Many auspicious things have to happen for your mind to verify the truth of the Dharma. That is, to ascertain the truth of impermanence, the dependent arising of things, the truth of suffering, its cause, and the cessation of suffering. Our mind must be tamed enough to investigate the cognitive experience and verify that what we call SELF cannot be established as something fixed, defined, and independent.

Many Buddhists do not know about the existence of this attainment or of something called “stream-entry.” But even among the Buddhists who do know, many think they cannot achieve it in this lifetime, even though they have many conditions for it to happen.

Even more disconcerting is to come across Buddhists who, by adhering to a minimalist Buddhist practice, consider that aspiring to enter the stream is one more distraction of the ego, one more exercise of spiritual materialism.

It is challenging to gain Stream-Entry but not impossible

Thinking that “one cannot achieve Stream-Entry” or that “aiming for it is just another ego trip” are two easy ways to give up before trying. It is to sabotage the process leading to Stream-Entry. They are ideas that validate our desire to stay the same.

The practice here is to reject the impulse to believe that it is impossible to enter the stream, to abandon the tendency to dismiss the aspiration to enter the stream as one more distraction of the ego.

The truth is that it doesn’t matter if you make it into the stream or not. What matters is dedicating yourself to it now. If you do, your life will change radically even before you enter the stream that leads to Nirvana.

Furthermore, in Buddhism, it is said that we all have the potential to become Buddhas. Given this fact, why not aim for that?

You sabotage Stream-entry by thinking:

  • I live a worldly life; I am not worthy.
  • I have many samsaric distractions like work, family, debts, or entertainment.
  • I do not want to tie myself to a single religion; I prefer to know several before committing to a spiritual path.
  • I don’t have the time to practice the Dharma.
  • Buddhism is very dense. I’m not that intense.

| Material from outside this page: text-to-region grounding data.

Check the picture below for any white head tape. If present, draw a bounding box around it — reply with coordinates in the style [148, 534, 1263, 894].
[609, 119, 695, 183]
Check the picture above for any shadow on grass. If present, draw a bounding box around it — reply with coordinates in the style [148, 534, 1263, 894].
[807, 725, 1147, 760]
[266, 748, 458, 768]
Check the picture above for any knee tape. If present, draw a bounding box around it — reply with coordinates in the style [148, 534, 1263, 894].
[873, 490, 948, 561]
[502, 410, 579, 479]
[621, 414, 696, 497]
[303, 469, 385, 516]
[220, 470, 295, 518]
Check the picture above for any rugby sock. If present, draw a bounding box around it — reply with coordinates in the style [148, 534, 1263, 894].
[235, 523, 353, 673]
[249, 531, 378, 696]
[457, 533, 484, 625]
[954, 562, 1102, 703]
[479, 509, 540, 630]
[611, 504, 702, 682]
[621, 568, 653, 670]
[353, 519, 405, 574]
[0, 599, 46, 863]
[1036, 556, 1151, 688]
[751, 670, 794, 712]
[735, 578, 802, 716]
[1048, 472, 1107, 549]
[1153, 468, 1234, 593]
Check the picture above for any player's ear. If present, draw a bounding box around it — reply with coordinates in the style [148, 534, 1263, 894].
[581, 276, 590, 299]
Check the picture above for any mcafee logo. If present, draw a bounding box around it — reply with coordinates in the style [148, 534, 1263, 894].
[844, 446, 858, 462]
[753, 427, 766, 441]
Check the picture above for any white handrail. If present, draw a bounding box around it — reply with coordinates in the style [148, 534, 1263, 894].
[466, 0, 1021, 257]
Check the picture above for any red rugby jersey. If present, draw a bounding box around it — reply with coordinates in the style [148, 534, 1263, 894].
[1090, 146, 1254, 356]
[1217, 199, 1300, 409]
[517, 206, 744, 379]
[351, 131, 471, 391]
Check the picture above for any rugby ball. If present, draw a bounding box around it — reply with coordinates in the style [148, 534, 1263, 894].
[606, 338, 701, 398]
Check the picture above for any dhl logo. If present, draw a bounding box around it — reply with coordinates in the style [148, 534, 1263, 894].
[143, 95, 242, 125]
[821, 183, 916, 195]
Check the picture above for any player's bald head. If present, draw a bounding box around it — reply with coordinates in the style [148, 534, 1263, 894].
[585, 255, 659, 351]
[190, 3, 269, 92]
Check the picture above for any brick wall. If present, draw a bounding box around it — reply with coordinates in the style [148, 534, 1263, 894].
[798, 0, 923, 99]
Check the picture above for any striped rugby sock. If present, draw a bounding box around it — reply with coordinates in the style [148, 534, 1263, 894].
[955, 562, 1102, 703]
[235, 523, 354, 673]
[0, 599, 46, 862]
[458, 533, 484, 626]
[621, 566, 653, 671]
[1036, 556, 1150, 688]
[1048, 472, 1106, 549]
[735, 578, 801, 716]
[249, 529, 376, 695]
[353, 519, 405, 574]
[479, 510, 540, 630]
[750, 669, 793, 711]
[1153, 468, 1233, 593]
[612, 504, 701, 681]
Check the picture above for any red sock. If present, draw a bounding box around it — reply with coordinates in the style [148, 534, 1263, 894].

You nurture your path to Stream-entry by thinking:

  • Worldly life is perfect for purifying our ego. Adversities bring out the worst in us, thus we should embrace them.
  • Samsara and all its distractions remain a part of Dharma practice. You must learn to see the sacred quality of work, family, debt, and even entertainment.
  • It is okay to try various spiritual traditions. However, our time is limited, and if we don’t make a decision and pick a tradition, we will reincarnate again, and there is no guarantee that it will be in a higher realm. We can reincarnate in a lower realm like that of animals, hungry spirits, or the hells.
  • To say that one does not have the time to practice the Dharma is really to say: I do not want to make the time to practice the Dharma. We must make time.
  • Buddhism is for intense people because there is no other way: our negative karma is more substantial than Dharma practice. So you have to start redirecting the ship one way or another.

My suggestion: don’t sabotage your practice, honor your own buddha-nature and aspire to enter the stream in this lifetime.